There are countless models in all conceivable dimensions, materials and designs, and without experience or professional support, planning like this can easily turn into a desperate project.

Very Simple Kitchen has made simplicity its concept and limited the possibilities from the outset. Because the company from Bologna, founded in 2018, only offers free-standing modules, the elements do not have to be laboriously adapted to the spatial conditions, as is the case with a classic fitted kitchen. The modules have this special, very solid loft or workshop look, their industrial aesthetics with the stable details may not please everyone. But the modular basis also makes the kitchens quite flexible, so when you move they can be more easily taken with you and set up elsewhere than custom-made built-in units.

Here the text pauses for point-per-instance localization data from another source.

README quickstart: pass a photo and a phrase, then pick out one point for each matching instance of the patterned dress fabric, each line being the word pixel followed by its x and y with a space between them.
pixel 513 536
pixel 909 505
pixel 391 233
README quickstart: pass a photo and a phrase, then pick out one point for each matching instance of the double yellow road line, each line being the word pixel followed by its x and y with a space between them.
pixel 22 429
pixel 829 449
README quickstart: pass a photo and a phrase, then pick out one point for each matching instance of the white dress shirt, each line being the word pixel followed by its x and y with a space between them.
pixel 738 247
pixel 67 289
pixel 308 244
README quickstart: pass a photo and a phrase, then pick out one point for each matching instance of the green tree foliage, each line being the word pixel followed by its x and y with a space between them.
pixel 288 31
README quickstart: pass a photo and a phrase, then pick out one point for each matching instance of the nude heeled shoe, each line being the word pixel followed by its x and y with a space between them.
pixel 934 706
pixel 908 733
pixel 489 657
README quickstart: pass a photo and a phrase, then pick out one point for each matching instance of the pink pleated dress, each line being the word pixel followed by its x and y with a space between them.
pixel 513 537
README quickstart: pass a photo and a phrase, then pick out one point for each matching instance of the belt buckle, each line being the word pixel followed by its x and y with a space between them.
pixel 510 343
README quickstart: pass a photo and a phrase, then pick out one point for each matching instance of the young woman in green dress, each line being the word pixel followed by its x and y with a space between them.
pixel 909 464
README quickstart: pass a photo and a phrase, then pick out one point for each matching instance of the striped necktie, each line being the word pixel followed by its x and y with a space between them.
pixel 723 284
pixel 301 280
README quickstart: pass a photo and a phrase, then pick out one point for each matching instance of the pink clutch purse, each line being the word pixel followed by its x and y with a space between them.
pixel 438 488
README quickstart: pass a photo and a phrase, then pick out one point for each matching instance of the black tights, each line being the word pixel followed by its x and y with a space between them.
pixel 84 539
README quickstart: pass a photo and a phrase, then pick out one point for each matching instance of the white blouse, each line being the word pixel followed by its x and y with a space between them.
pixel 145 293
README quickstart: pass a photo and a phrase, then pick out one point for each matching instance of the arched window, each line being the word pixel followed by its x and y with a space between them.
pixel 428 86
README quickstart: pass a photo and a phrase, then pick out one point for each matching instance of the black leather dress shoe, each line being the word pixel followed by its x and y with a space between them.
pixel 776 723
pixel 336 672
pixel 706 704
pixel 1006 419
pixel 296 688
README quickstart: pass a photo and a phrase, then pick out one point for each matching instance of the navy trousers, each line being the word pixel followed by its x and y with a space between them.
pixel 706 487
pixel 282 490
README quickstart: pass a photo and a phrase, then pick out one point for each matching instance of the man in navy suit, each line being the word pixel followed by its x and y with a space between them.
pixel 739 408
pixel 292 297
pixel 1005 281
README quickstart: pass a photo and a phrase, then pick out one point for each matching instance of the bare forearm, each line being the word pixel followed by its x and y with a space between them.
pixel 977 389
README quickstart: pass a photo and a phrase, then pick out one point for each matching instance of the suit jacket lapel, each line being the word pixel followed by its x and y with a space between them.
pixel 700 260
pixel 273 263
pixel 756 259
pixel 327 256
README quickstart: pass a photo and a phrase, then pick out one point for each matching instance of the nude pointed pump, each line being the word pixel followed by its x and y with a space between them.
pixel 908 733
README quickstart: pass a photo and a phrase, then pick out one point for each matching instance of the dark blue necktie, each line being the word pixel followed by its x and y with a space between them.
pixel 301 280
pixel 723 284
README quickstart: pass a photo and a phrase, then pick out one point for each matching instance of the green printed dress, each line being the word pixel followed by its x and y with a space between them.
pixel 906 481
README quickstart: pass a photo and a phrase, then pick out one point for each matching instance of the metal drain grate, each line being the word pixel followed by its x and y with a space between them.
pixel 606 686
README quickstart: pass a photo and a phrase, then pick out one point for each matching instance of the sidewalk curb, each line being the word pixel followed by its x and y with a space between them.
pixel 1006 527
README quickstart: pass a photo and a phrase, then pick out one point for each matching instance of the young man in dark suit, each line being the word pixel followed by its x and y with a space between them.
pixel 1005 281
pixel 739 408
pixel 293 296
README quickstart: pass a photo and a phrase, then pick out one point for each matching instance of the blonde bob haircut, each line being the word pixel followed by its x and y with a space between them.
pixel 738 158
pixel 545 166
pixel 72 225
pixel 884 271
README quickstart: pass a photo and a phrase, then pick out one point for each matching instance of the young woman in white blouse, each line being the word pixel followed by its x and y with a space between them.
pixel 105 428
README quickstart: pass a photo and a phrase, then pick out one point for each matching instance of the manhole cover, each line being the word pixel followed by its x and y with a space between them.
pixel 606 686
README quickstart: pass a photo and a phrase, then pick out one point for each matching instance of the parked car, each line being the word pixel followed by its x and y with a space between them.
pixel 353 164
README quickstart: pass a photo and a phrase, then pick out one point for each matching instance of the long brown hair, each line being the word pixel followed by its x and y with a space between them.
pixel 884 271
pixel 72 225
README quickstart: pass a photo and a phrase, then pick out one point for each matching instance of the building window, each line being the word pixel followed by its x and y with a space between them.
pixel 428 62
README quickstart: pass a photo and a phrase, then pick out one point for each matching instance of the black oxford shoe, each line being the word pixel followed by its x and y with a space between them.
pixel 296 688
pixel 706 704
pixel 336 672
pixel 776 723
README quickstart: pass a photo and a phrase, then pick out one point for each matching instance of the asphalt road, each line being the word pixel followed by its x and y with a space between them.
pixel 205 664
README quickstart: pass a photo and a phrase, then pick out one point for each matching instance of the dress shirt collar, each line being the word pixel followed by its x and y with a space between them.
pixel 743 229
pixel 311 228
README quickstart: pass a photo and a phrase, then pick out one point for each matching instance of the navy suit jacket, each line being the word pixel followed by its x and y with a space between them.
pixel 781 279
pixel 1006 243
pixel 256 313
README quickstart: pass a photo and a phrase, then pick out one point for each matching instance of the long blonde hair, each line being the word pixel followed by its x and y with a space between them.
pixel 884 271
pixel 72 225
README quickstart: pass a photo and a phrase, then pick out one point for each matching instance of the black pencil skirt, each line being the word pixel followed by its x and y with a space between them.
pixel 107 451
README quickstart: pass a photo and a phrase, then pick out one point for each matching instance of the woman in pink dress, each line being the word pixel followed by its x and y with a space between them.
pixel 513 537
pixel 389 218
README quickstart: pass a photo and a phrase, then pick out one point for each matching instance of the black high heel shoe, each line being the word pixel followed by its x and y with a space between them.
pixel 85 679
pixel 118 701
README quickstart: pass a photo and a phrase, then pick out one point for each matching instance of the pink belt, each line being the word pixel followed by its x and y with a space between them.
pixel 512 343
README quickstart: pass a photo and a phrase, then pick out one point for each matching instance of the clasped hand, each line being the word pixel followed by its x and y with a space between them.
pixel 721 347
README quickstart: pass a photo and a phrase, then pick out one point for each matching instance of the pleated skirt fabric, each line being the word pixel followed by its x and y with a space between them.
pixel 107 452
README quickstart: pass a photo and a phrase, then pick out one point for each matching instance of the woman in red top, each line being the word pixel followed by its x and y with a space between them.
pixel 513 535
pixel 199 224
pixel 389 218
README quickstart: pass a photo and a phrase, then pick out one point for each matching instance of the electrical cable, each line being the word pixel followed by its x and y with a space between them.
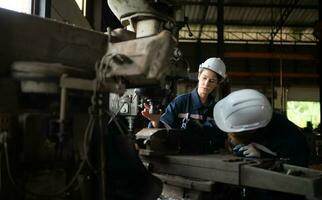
pixel 0 169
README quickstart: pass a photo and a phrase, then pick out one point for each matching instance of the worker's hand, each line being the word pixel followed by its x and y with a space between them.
pixel 250 151
pixel 154 118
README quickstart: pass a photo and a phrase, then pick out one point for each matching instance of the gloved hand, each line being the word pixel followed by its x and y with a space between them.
pixel 250 151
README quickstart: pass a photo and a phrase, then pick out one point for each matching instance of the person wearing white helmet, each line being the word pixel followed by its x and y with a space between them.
pixel 256 131
pixel 193 111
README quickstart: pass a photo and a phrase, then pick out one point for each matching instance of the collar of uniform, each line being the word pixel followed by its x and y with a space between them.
pixel 196 102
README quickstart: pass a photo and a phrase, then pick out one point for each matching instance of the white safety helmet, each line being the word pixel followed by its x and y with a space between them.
pixel 242 110
pixel 215 65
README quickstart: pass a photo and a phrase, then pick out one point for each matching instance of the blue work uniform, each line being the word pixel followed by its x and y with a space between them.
pixel 285 139
pixel 187 112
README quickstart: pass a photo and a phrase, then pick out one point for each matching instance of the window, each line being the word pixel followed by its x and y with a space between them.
pixel 17 5
pixel 300 112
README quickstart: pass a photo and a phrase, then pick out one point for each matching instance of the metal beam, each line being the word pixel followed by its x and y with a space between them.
pixel 252 23
pixel 282 20
pixel 275 74
pixel 270 55
pixel 204 15
pixel 30 38
pixel 252 5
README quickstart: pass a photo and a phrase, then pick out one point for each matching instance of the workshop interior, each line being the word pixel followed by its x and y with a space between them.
pixel 76 74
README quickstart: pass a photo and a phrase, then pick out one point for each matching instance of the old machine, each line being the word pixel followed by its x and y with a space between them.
pixel 66 91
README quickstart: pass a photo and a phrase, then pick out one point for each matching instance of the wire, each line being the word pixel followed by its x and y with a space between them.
pixel 0 169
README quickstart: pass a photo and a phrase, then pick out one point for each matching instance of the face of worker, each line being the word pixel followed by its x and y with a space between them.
pixel 208 81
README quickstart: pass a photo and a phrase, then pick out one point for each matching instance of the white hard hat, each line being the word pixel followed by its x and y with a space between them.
pixel 242 110
pixel 215 65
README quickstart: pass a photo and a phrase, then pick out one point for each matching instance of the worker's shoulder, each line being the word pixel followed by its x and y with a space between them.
pixel 182 97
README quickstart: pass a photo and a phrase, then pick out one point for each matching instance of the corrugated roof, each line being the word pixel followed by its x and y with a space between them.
pixel 255 18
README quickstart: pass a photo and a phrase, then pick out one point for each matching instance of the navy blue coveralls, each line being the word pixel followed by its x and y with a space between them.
pixel 285 139
pixel 187 112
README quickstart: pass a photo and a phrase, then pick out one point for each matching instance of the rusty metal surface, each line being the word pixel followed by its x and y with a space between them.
pixel 31 38
pixel 241 172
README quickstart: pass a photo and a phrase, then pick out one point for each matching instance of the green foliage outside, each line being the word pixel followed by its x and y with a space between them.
pixel 299 112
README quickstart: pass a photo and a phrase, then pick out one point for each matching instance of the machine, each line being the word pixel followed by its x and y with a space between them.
pixel 64 91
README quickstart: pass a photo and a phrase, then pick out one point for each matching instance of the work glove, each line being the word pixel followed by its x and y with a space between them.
pixel 250 151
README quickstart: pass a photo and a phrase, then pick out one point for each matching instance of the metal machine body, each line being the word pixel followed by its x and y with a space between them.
pixel 200 172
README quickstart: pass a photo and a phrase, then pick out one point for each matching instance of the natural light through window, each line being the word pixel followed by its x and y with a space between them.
pixel 300 112
pixel 17 5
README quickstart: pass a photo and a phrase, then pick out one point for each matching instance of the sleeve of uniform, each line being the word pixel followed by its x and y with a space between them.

There is a configurator on the Very Simple Kitchen website to try out individual solutions. This allows you to quickly get a first impression, the price of each variant is automatically included in the calculation. There is a choice of various cabinet and shelf elements, as well as modules with sinks, dishwashers and stoves, all parts can be combined with one another as required. The kitchens are made in Italy from stainless steel sheet, they are available bare and untreated or powder-coated in different colors. There is a range of materials to choose from for the worktop and splash guard, of course stainless steel, but also wood, marble, terrazzo or Fenix ​​laminate. Recently, the modules are also available in a version made of wide plywood elements, pure or colored, which have a very homely effect.